Actuals can be for labour, material, equipment or services. And when they are for vendor material or services, they can be considered a receipt of that purchase.
When the invoice comes in, the office administrator then has 2 points to compare against: the original Purchase Order, requested by the planner, and the actual, entered by the field agent at the time of usage. This is called a three-way match as it looks like a triangle between the PO, the Actual and the Invoice.
In other words, there are now 3 opinions, from 3 different people, of what the costs are. If they all match, all good. If one doesn’t, then at least we still have two that do, so a good chance of having the right cost captured. If they all mismatch, than we need to investigate, but at least we have a clear signal that something is wrong.
Storeroom management
This approach is actually how storeroom management works, and has always worked. A PO is raised when material needs to be replenished, which is sent to the supplier and triggers the logistics process.

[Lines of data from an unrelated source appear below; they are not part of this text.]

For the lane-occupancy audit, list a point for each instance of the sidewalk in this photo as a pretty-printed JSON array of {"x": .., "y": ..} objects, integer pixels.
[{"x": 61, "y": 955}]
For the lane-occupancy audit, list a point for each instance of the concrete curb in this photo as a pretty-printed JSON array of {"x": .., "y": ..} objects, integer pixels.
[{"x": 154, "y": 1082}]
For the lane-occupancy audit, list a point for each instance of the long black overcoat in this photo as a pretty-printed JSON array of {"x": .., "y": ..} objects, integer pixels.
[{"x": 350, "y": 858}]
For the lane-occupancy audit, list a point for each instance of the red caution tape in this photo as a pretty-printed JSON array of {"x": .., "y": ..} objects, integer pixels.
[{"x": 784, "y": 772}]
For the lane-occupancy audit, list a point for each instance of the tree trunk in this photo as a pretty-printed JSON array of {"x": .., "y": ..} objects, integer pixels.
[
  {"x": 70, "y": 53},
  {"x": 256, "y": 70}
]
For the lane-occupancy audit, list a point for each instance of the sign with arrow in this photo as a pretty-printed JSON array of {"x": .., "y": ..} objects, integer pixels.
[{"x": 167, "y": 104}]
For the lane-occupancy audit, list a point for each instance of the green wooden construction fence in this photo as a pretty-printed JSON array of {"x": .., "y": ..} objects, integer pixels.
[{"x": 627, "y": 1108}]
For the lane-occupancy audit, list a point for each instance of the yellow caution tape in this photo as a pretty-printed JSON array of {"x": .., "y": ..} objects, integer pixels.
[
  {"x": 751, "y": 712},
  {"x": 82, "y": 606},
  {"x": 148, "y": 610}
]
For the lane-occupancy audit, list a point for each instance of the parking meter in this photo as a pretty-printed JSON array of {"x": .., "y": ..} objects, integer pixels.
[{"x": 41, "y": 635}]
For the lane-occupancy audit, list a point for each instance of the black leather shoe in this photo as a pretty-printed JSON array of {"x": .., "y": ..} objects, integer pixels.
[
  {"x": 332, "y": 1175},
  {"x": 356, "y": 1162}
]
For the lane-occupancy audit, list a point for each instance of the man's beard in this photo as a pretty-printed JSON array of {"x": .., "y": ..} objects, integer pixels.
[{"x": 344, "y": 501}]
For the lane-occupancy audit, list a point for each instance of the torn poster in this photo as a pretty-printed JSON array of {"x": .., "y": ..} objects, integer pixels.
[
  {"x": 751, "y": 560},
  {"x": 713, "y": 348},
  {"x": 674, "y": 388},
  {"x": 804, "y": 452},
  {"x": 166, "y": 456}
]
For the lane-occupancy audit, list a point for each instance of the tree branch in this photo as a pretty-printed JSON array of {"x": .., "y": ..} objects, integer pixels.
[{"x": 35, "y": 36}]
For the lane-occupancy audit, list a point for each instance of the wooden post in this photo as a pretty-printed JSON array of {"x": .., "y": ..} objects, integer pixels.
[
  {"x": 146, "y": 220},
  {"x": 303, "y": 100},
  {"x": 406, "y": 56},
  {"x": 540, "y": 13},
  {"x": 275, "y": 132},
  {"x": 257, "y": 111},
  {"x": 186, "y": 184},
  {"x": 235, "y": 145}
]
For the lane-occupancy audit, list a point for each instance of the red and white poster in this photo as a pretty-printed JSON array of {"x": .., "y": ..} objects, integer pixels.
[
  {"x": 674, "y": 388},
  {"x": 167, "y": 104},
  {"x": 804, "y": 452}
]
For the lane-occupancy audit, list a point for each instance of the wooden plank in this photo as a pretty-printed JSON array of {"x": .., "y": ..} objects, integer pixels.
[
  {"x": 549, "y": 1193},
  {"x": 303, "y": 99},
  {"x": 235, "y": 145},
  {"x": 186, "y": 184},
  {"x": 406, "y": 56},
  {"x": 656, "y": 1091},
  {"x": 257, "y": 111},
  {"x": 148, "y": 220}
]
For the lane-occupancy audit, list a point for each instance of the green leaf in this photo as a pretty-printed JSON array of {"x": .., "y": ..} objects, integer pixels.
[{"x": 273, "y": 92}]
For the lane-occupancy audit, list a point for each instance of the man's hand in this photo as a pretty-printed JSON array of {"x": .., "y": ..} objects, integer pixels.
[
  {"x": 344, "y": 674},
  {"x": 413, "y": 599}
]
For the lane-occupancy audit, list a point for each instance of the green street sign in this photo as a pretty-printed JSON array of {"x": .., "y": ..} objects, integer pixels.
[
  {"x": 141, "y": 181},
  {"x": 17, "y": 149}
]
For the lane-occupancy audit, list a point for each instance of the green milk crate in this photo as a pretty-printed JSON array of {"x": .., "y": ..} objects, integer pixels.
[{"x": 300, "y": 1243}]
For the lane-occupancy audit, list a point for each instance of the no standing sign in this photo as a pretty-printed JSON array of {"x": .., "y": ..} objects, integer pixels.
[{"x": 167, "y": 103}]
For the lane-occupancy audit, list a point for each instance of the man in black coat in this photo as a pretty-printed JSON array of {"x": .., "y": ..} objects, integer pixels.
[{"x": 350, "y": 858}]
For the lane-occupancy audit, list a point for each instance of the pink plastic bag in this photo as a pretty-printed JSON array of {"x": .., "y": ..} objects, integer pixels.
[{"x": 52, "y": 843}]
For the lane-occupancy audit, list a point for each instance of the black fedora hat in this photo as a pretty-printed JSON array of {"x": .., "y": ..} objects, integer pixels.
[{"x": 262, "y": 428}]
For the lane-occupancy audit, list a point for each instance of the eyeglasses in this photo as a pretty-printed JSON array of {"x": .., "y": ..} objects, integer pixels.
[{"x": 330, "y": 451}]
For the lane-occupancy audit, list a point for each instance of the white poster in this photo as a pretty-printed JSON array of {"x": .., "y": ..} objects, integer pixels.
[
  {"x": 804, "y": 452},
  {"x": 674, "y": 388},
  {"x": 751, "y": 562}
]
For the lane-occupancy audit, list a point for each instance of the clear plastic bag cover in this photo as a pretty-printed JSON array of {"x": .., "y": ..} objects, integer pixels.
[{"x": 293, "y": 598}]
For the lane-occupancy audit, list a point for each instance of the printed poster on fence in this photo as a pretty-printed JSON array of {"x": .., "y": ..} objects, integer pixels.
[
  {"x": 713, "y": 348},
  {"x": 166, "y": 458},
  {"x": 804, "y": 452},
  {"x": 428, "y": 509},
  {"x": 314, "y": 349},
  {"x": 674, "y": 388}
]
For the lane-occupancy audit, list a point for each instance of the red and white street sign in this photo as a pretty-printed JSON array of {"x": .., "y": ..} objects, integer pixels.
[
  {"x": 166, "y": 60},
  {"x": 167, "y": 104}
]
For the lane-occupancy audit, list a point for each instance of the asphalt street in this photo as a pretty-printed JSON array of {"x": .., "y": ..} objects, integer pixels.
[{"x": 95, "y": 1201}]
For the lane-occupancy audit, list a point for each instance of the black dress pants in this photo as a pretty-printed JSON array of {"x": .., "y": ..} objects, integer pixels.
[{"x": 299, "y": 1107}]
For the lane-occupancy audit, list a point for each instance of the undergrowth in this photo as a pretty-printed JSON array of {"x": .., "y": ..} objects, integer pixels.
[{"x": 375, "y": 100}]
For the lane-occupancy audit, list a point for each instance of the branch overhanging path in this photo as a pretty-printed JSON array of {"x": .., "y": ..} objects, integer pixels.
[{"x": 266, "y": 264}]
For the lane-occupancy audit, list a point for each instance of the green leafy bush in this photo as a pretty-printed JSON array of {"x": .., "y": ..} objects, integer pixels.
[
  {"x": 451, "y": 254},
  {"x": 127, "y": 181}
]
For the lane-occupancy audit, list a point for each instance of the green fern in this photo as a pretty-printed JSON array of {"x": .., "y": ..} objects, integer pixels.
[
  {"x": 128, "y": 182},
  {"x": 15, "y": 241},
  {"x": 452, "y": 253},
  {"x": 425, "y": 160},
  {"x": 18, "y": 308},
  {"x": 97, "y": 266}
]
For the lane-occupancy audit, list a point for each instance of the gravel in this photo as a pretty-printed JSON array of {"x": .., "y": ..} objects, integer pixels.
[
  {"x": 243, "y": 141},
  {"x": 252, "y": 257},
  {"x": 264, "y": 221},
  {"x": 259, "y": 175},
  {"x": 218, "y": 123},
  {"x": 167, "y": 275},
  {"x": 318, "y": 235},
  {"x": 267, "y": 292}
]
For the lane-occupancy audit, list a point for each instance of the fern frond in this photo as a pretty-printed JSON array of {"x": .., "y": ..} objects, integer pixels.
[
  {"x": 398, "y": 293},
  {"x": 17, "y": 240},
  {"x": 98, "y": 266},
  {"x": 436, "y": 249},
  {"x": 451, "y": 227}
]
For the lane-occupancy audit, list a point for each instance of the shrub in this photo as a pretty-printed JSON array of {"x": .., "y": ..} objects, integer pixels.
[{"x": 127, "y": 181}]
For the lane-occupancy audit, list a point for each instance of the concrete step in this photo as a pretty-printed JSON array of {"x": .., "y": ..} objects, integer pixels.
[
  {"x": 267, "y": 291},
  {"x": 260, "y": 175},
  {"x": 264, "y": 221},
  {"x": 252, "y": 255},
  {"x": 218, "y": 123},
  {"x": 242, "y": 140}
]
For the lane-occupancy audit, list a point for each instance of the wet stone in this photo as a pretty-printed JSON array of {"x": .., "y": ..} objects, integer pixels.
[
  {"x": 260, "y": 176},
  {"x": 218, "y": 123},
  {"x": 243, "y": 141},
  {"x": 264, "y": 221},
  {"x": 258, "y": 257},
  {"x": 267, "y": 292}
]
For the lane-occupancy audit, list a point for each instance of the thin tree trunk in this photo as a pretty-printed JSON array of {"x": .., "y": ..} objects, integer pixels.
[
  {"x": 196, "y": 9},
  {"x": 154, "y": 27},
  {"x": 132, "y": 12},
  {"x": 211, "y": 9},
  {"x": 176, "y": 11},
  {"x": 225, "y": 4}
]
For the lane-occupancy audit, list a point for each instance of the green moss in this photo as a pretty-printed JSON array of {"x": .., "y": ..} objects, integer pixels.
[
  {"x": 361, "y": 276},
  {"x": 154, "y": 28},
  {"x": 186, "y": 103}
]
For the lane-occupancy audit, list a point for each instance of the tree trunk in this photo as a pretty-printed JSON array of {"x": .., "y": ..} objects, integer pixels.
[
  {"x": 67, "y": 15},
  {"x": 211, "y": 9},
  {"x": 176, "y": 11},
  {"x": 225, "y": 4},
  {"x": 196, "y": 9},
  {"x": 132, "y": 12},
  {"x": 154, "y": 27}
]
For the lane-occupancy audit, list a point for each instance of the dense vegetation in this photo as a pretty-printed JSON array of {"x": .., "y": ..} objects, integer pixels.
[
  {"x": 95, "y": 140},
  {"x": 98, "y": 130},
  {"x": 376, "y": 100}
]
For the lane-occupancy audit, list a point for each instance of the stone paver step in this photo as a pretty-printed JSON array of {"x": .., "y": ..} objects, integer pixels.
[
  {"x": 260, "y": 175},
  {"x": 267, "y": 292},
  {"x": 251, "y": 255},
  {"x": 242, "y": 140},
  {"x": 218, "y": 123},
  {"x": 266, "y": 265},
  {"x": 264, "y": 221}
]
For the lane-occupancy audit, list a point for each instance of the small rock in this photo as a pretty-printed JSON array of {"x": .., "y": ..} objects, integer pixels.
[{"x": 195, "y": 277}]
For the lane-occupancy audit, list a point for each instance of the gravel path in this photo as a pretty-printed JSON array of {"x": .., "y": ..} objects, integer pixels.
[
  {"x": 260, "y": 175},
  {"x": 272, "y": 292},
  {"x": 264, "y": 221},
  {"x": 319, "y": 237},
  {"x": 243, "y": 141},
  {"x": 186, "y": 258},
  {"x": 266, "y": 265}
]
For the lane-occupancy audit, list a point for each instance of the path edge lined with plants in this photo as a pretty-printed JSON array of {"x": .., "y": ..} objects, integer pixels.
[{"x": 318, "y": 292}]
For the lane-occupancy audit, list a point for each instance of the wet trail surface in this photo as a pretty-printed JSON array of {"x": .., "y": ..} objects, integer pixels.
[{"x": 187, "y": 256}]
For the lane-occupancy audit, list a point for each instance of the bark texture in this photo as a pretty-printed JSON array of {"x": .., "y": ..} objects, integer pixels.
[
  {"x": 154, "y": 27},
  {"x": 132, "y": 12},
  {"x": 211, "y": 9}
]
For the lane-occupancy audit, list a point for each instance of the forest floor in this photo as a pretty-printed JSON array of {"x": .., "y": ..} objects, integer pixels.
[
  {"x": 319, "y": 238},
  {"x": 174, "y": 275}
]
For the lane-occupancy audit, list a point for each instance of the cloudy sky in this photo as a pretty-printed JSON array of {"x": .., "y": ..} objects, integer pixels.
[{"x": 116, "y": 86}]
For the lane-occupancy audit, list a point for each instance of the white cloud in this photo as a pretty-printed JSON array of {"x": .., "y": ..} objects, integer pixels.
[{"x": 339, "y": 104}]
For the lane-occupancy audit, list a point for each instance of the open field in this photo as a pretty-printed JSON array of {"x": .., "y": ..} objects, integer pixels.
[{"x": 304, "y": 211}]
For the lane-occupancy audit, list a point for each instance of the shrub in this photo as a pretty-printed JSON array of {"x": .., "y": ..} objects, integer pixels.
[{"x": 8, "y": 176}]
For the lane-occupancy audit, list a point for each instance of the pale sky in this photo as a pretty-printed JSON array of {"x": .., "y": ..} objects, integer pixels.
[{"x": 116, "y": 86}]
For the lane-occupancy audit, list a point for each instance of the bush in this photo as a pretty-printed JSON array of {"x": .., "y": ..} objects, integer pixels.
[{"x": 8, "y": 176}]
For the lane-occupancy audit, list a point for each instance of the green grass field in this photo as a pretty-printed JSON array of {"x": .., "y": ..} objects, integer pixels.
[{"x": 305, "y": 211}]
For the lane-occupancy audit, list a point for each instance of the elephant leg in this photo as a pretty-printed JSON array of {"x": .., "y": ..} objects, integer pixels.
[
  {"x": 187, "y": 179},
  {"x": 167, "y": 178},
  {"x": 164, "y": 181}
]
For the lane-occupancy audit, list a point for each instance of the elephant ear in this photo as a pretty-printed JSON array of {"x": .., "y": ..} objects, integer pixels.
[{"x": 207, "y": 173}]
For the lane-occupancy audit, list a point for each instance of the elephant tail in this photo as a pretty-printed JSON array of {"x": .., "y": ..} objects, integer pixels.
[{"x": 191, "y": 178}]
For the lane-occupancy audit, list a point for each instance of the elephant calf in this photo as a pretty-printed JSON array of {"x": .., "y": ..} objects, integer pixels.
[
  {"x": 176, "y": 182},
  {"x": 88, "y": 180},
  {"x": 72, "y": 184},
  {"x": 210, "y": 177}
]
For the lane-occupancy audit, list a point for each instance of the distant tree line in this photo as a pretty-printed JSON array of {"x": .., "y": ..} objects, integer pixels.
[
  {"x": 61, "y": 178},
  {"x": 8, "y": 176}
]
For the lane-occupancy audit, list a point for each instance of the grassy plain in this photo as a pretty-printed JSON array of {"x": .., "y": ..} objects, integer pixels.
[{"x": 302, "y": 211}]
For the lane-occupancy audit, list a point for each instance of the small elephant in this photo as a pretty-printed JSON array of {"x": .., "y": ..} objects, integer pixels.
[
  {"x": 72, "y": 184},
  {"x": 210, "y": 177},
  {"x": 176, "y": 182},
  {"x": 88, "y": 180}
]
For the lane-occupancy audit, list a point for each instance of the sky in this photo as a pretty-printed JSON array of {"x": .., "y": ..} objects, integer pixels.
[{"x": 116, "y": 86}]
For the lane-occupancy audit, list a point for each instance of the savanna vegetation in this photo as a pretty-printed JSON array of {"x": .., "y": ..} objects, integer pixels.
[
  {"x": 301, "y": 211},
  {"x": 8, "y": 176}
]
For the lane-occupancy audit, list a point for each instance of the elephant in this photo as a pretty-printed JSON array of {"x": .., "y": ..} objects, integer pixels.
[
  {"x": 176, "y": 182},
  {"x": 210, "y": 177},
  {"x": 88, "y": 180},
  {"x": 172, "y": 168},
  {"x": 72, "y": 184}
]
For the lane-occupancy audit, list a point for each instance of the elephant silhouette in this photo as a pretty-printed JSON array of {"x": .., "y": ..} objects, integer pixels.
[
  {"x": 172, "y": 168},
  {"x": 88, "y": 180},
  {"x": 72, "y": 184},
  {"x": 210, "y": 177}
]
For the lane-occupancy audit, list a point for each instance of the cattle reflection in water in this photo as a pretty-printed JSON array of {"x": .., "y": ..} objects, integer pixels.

When the material arrives at the storeroom, it is receipted immediately (not days later or when the invoice comes in), and this also affects the inventory levels immediately. Then, when the invoice comes in, a three-way match is done and costs are simply confirmed (they have already been accounted for at the time of receipt in the RBNI or GRNI account).
For decades now, storeroom employees have been using mobile devices to “scan” material in at the time of receipt. And so, it can be the same for work management. Field agent can use their mobile device to capture the actuals (that serve as receipts) as the material is used or contractor time is done. What that means for field service organisations is that the costs of the work can then be accounted for immediately, as it’s done on the field, not 30 days later when the invoice comes in. The invoice just serves to “confirm” the cost and raise alerts where there is a mismatch.
This approach is where a large amount of the benefits of cost reduction and revenue leakage reduction come from: capturing the actuals allow you to better control your costs and thus, lose less.